Single by Eric Church

from the album Desperate Man
- Released: July 12, 2018
- Genre: Country
- Length: 3:29
- Label: EMI Nashville
- Songwriter(s): Eric Church; Ray Wylie Hubbard;
- Producer(s): Jay Joyce

Eric Church singles chronology
| "Round Here Buzz" (2017) | "Desperate Man" (2018) | "Some of It" (2019) |

= Desperate Man (song) =

"Desperate Man" is a song recorded by American country music singer Eric Church. Written by Church and Ray Wylie Hubbard, the song is the title track and lead single from his sixth studio album of the same name.

==Content==
Church announced the single and album via a livestream with his fan club, the Church Choir, in July 2018.

The song has been compared to "Sympathy for the Devil" by The Rolling Stones. Church said that he chose to write with Ray Wylie Hubbard after name-dropping him in his 2015 single "Mr. Misunderstood". This led to the two performing together in concert, and Church collaborating on a song of Hubbard's. Church presented the opening line, about a fortune teller who tells a man that he "has no future", from which Hubbard developed more lyrics and the song's groove. Hubbard told Taste of Country that the song is about being "completely at a point where you're willing to try anything." Church also noted that much of the song's emotion, along with its message of showing hope even when one is feeling troubled, were inspired by the 2017 Las Vegas shooting.

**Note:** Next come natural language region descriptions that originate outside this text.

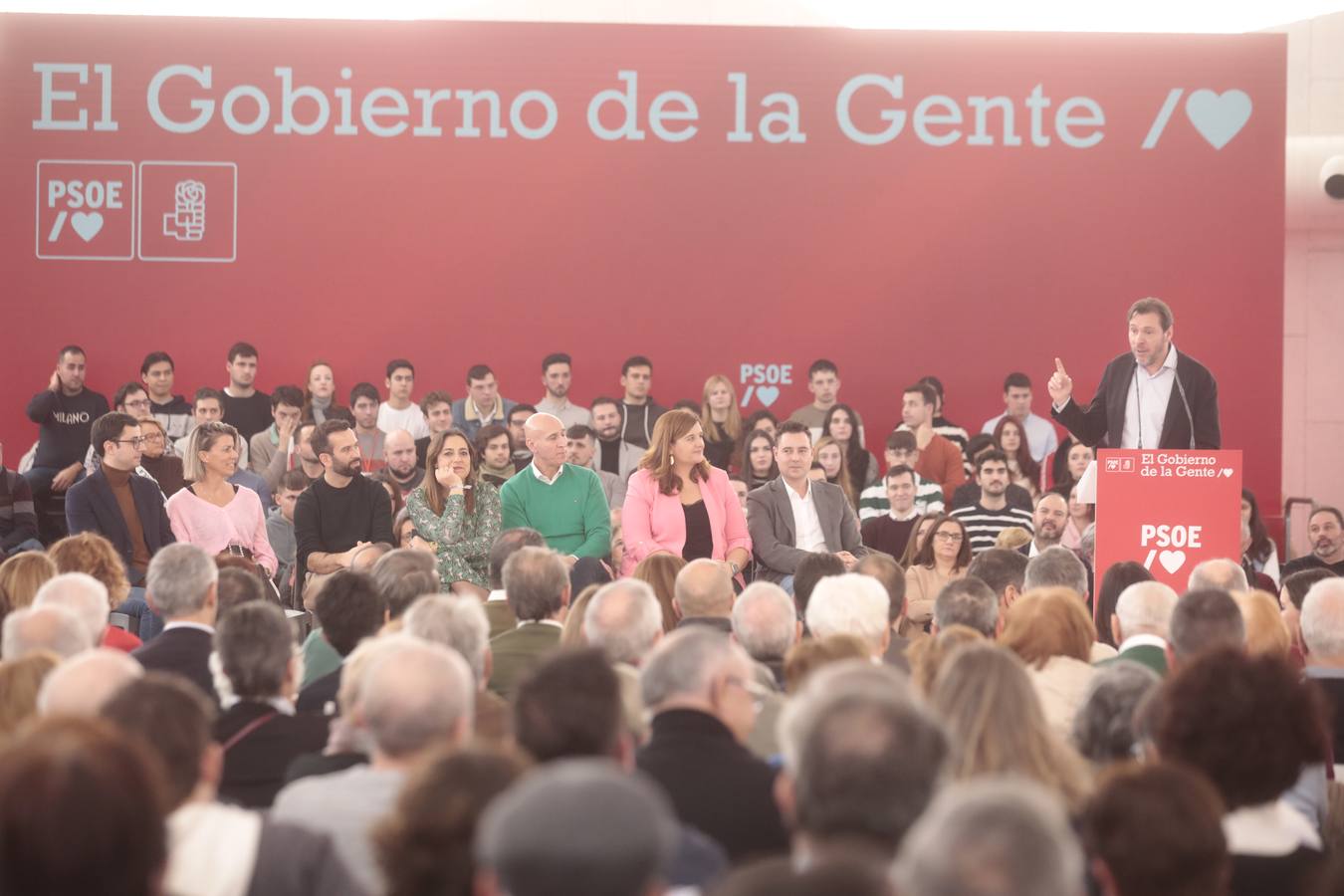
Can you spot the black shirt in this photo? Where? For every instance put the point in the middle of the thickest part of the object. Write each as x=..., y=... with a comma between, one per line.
x=699, y=539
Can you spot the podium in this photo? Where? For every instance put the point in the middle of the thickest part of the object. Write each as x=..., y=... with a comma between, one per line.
x=1168, y=510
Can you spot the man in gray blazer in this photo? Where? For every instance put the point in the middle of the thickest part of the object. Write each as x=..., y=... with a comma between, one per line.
x=793, y=516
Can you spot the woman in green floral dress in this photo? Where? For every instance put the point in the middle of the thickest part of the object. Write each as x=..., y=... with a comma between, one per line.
x=457, y=512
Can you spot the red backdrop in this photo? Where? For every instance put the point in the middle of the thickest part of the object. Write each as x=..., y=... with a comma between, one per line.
x=895, y=260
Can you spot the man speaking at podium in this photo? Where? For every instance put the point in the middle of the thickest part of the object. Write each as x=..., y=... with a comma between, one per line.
x=1151, y=398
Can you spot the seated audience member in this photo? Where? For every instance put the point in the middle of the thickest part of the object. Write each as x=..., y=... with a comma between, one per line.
x=613, y=453
x=83, y=684
x=890, y=533
x=214, y=848
x=793, y=516
x=483, y=403
x=1225, y=697
x=1156, y=830
x=348, y=608
x=561, y=501
x=695, y=683
x=172, y=411
x=1325, y=531
x=680, y=504
x=1104, y=727
x=81, y=811
x=1203, y=621
x=180, y=587
x=526, y=842
x=991, y=838
x=991, y=515
x=1054, y=635
x=1141, y=625
x=340, y=512
x=212, y=514
x=997, y=726
x=967, y=602
x=261, y=734
x=425, y=844
x=269, y=452
x=579, y=450
x=537, y=587
x=457, y=512
x=495, y=448
x=414, y=702
x=399, y=411
x=943, y=559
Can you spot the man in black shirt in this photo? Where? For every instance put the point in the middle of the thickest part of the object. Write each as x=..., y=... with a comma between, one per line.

In the music video, which also features Hubbard in a cameo, Church gets "busted" by FBI agents whose uniforms read EMI, the name of his record label.

==Commercial performance==
The song peaked at No 8 on Hot Country Songs for chart dated October 18, 2018.
The song has sold 109,000 copies in the United States as of December 2018. It was certified Gold in Canada and Platinum in the US.

==Charts==

===Weekly charts===

| Chart (2018) | Peak position |
|---|---|
| Canada (Canadian Hot 100) | 61 |
| US Billboard Hot 100 | 68 |
| US Country Airplay (Billboard) | 13 |
| US Hot Country Songs (Billboard) | 8 |

===Year-end charts===

| Chart (2018) | Position |
|---|---|
| US Country Airplay (Billboard) | 54 |
| US Hot Country Songs (Billboard) | 52 |

==Certifications==

| Region | Certification | Certified units/sales |
| Canada (Music Canada) | Gold | 40,000^{‡} |
| United States (RIAA) | Platinum | 1,000,000^{‡} |
^{‡} Sales+streaming figures based on certification alone.